Eleştirel yaklaşım içerisinde yer alan İngiliz Kültürel Çalışmalar’a göre, toplumda iktidar mekanizmalarından biri olduğu vurgulanan medya, toplumsal anlamın oluşturulmasında önemli bir rol oynamaktadır (Demirelli, 2009:373). Bu bağlamda Kültürel Çalışmalar, haber metinlerinde egemen söylemin nasıl kurulduğunu ve farklı egemen grupların haber söylemi ile egemenlik mücadelesini nasıl sürdürdüğünü ortaya koymaya çalışmaktadır. Althusser’in “devletin ideolojik aygıtları” ile özellikle Gramsci’nin “hegemonya” kavramsallaştırmalarından etkilenen Kültürel Çalışmalar kuramcıları, egemenlerin hegemonyalarını kurma ve toplumsal rızayı üretme aşamasının, medya metinleri ve çoğunlukla haberlerle oluşturulan söylemlerle gerçekleştiğini ifade etmektedirler. Toplumdaki siyasi,

ekonomik, askeri ve sembolik seçkinlerin söylemleri haberlerin söylemine yansımaktadır (Şeker, 2009:95). Lull, bu söylemlerin kamusal bilgi gibi sürekli manipülasyonları, maddi ve kültürel çıkarlara dayanmaya yardımcı, uyuşturucu baskın bir ideoloji inşa ettiğini ifade etmektedir. Baskın ideolojilerin üreticilerinin giderek bir “bilgi eliti” haline geldiğini belirten Lull, bu bilgi elitlerinin güçlerinin/egemenliklerinin tercih edilen fikir sistemlerini doğrudan kamusal olarak değerlendirebilme becerilerinden kaynaklandığını ve böylece ideolojinin, yeniden sunulduğunda ve iletildiğinde gücünü ortaya koyduğunu savunmaktadır (2001:20).

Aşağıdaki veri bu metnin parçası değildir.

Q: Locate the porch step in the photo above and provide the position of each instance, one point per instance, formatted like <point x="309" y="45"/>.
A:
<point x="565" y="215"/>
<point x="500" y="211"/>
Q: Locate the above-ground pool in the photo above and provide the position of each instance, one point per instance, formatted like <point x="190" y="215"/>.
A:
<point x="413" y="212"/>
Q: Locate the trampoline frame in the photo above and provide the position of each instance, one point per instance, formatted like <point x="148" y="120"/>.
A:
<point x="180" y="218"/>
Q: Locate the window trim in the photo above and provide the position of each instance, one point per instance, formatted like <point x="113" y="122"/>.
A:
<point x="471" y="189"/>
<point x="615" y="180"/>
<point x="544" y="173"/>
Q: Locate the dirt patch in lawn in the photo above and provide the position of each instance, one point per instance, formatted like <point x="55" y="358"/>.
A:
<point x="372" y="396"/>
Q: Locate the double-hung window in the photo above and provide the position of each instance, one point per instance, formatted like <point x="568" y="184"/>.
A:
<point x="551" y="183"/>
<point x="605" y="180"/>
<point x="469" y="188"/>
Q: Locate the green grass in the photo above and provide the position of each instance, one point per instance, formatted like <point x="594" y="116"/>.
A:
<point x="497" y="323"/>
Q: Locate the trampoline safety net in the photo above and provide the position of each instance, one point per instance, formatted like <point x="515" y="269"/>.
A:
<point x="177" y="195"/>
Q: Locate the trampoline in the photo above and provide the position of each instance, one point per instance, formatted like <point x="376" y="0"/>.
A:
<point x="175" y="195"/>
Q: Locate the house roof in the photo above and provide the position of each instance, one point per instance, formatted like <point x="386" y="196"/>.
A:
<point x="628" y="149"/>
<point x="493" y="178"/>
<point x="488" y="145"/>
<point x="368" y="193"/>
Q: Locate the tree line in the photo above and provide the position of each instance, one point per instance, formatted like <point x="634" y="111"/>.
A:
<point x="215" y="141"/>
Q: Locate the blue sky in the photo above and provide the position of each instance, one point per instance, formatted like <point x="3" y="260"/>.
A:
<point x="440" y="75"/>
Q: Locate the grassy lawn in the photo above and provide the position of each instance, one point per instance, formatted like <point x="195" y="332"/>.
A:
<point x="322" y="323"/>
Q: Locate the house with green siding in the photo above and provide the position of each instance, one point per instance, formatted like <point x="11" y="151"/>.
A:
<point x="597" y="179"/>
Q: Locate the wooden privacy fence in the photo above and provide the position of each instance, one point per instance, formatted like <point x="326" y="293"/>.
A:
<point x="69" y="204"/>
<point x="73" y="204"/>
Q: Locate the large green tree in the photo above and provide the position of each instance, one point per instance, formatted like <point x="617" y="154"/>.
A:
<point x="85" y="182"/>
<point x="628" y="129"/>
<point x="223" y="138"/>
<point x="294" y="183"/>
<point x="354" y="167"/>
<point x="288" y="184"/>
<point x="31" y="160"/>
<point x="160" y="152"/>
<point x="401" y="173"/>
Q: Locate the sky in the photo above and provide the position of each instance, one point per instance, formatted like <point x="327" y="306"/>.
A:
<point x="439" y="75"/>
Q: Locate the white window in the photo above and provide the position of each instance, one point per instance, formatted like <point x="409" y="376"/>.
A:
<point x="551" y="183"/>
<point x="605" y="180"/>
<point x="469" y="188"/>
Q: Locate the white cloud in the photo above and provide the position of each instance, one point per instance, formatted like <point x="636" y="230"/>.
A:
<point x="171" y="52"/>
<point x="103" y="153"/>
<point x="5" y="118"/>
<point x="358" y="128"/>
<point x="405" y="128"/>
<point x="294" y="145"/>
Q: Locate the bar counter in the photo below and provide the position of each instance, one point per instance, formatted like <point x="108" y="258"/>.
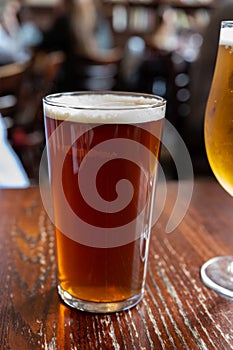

Lull ideolojiyi, değerler ve ulusların kamusal amaçları ile din gruplarının, siyasetçilerin ve siyasi hareketlerin, iş örgütlerinin, okulların, işçi birliklerinin ve hatta profesyonel spor takımları ile rock gruplarının tasvir edilmesinde uygun bir anlatım alanı olarak görülebildiğini ifade etmektedir. Fakat ideolojinin genelde ekonomi politik bağlam içerisinde bilgi ve sosyal iktidar arasındaki bağlantıya gönderme yaptığını belirten Lull, bu durumda sosyal iktidarın düşüncesinin, toplumdaki ekonomik ve politik iktidardan oluşan farklı kanallar aracılığı ile savunulduğu görüşündedir (2001:20). Bu kanallardan biri olan medya, İnal’ın da ifade ettiği gibi, kapitalist ekonomi içinde kâr eden kuruluşlar olarak haber medyası, toplumda dördüncü güç olmak yerine var olan güç/iktidar ilişkilerinin sürdürülmesinde güç/iktidar sahibi kişi ve kurumlara bağımlı konumda kalmaktadır (1996:75).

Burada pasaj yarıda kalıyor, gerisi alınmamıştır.